Li et al. (Reference Li, Balistreri and Zhang2020) focused on the tariff increases after the China–US Phase One Agreement and found that these additional tariffs would reduce the welfare of the US and China by 0.2% and 1.7%, respectively. Li et al. (Reference Posen2021) considered the regional impacts within China and found that if the US had unilaterally imposed 25% tariffs on all products already announced, China's eastern coastal provinces would have been particularly adversely affected. Bellora and Fontagné (Reference Bellora and Fontagné2019) considered a much wider set of Trump-initiated trade barriers against the EU, Canada, and Mexico, and other trading partners as well as China. Their study focused on the adverse impacts for US industry given the prevalence of tariff increases on intermediate goods, a topic to which we return.

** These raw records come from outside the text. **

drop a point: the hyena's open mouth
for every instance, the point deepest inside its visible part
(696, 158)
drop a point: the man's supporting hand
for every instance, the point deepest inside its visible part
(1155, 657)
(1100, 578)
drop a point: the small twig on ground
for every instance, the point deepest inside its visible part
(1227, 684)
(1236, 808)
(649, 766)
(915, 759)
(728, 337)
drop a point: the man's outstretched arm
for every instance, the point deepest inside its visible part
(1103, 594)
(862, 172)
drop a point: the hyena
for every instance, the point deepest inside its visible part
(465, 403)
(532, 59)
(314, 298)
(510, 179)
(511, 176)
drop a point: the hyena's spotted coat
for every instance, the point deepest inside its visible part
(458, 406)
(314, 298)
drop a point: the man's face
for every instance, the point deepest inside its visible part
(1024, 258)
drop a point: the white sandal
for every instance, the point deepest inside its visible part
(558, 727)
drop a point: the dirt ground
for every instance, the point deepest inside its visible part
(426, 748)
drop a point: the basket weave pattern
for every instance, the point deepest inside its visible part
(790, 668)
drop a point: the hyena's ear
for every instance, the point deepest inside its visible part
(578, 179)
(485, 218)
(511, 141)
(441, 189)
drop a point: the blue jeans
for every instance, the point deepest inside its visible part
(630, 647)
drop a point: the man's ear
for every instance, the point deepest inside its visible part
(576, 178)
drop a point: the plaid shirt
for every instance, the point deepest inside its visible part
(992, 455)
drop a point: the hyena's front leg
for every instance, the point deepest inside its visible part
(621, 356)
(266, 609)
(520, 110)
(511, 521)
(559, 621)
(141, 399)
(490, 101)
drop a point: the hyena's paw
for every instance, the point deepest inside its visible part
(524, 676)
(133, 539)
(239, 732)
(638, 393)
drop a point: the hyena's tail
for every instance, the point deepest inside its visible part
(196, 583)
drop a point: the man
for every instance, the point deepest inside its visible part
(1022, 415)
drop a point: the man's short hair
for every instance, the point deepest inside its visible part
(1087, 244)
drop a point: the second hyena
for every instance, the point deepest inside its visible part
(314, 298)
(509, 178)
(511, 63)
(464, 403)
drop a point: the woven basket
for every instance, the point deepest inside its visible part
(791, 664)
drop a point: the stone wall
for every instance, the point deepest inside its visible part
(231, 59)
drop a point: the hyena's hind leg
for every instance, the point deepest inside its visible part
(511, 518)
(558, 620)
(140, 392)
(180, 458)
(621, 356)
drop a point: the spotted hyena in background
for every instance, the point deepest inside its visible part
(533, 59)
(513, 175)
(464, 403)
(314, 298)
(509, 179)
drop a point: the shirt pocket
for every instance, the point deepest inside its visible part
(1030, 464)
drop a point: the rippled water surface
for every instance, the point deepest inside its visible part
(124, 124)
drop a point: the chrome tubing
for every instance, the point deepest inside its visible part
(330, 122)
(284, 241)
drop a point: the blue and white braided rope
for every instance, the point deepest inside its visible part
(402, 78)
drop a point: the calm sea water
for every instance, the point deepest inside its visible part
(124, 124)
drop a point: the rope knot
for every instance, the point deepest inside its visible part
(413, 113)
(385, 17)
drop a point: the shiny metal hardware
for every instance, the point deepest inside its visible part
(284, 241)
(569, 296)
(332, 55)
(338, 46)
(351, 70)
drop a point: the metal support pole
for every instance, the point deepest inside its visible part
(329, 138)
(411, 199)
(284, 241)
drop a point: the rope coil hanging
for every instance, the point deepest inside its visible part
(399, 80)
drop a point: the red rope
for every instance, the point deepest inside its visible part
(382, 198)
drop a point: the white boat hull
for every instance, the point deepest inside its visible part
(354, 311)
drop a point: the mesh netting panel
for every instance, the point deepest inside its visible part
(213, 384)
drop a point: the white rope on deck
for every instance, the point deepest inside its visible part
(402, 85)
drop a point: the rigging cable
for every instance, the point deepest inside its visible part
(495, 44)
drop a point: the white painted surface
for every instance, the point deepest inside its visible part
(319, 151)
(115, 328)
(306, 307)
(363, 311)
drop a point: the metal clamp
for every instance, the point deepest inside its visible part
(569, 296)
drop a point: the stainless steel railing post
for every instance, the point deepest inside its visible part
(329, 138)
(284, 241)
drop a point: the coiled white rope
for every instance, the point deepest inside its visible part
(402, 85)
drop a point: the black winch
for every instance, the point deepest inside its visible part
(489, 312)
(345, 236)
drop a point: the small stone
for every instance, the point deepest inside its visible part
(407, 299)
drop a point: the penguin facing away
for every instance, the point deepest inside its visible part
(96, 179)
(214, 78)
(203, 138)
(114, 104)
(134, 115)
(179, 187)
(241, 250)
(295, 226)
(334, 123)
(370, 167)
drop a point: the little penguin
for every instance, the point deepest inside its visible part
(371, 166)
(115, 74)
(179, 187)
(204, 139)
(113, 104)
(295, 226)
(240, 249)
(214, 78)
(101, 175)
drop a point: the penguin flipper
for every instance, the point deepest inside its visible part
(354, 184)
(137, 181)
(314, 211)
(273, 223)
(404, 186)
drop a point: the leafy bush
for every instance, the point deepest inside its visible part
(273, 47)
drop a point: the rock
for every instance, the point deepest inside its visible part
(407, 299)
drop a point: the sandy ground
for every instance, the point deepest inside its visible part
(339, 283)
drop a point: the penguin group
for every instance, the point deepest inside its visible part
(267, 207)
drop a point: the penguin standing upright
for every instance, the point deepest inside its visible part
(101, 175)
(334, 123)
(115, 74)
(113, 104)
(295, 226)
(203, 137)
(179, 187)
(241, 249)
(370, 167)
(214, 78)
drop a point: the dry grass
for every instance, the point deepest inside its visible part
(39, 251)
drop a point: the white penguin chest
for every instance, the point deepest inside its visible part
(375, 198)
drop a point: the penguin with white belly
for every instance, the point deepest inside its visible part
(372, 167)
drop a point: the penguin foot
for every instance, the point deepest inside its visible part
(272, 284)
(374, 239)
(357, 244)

Freund et al. (Reference Freund, Maliszewska, Mattoo and Ruta2020) considered the impacts of China's agreement under the Phase One Agreement to expand imports from the United States. They concluded that these would discriminate against other countries, and particularly other developing countries, unless China used this as an opportunity for broader liberalization. Feenstra and Hong (Reference Feenstra and Hong2020) focused on the agricultural import targets under the Phase One Agreement. They estimated a non-homothetic demand system for agricultural imports into China and showed that the most efficient way for China to achieve the Phase One Agreement's import targets would be to mimic the effect of an import subsidy. If China's agricultural imports did not otherwise grow from their 2017 values, they concluded that the subsidies would need to be 42% and 59% to meet the 2020 and 2021 targets, respectively. These subsidies would divert agricultural imports to the USA and away from other suppliers. This trade diversion would be especially strong for Australia and Canada, followed by Brazil, Indonesia, Malaysia, Thailand, and Vietnam. Estimating the impact of these import expansions now seems a low priority since these provisions did not bind (Bown, Reference Bown2022) and expired at the end of 2021, while the Trump era tariffs remain in the absence of a negotiated agreement.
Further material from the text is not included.